Poverty, not pharmaceutical patents, is the leading factor to a lack of access to essential medicines in developing countries. A study of the issue in sixty-five such countries, published in the Journal of Health Affairs, finds a rarity in patenting most of the World Health Organization (WHO)'s Model List of Essential Medicines (WHO - EML).

"…patents for essential medicines are uncommon in poor countries and cannot readily explain why access to those medicines is often lacking, suggesting that poverty, not patents, imposes the greater limitation on access, "notes the study. 

The study, by Amir Attaran of the UK-based Royal Institute of International Affairs, finds no correlation between patent practice and access to medicines in poor countries. Out of 319 medicines the study examined, only 19 were patented, which in itself defeats the argument activist organizations usually advance to the effect that pharmaceutical patents have stymied access to medicines. And among the 19 medicines found to have been patented, the basic patents of two of them were actually found to be ineffective: the patent rights of eflornithinewere had been donated to WHO for common good, while those one for tamoxifen had actually expired.

"The typical developing country is likely to have fewer essential medicines under patent or pending application…." the study notes. Attaran, the study's principal researcher, attributes this scenario to the fact that many pharmaceutical companies don't usually bother to seek patents in developing countries, even when they legally have the option.
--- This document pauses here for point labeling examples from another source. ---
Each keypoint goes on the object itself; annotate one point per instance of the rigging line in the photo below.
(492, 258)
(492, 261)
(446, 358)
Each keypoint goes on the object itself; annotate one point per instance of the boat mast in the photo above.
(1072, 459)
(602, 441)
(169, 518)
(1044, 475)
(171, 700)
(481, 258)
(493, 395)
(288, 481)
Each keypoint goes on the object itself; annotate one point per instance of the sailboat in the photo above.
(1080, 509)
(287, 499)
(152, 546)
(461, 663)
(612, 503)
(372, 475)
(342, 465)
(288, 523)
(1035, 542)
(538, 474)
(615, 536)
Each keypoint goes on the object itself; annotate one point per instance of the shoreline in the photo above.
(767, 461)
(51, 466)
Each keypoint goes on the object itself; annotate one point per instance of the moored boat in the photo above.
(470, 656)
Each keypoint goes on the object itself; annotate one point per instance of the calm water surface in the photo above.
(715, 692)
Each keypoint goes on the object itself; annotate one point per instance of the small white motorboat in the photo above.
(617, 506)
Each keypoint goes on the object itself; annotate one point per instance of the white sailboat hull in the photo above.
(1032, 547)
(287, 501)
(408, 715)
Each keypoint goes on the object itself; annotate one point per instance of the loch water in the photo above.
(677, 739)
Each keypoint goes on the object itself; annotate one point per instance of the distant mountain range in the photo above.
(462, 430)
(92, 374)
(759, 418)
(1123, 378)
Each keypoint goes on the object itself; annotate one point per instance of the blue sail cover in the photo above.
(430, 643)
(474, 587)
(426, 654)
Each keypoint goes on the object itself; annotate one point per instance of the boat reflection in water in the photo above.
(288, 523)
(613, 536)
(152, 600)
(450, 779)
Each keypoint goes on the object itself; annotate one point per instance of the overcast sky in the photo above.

One of the reasons for not doing so is that populations in those countries don't even have enough disposable income to spend on patented medicines. "With so little revenue at stake, most drug companies decided to forgo patent protection in these countries, and patenting is commonplace only in large, middle-income countries."

Another reason for pharmaceutical companies not aggressively pursuing patenting of essential medicines in developing countries is that they [developing countries] don't even have patent laws and, worse, patent offices.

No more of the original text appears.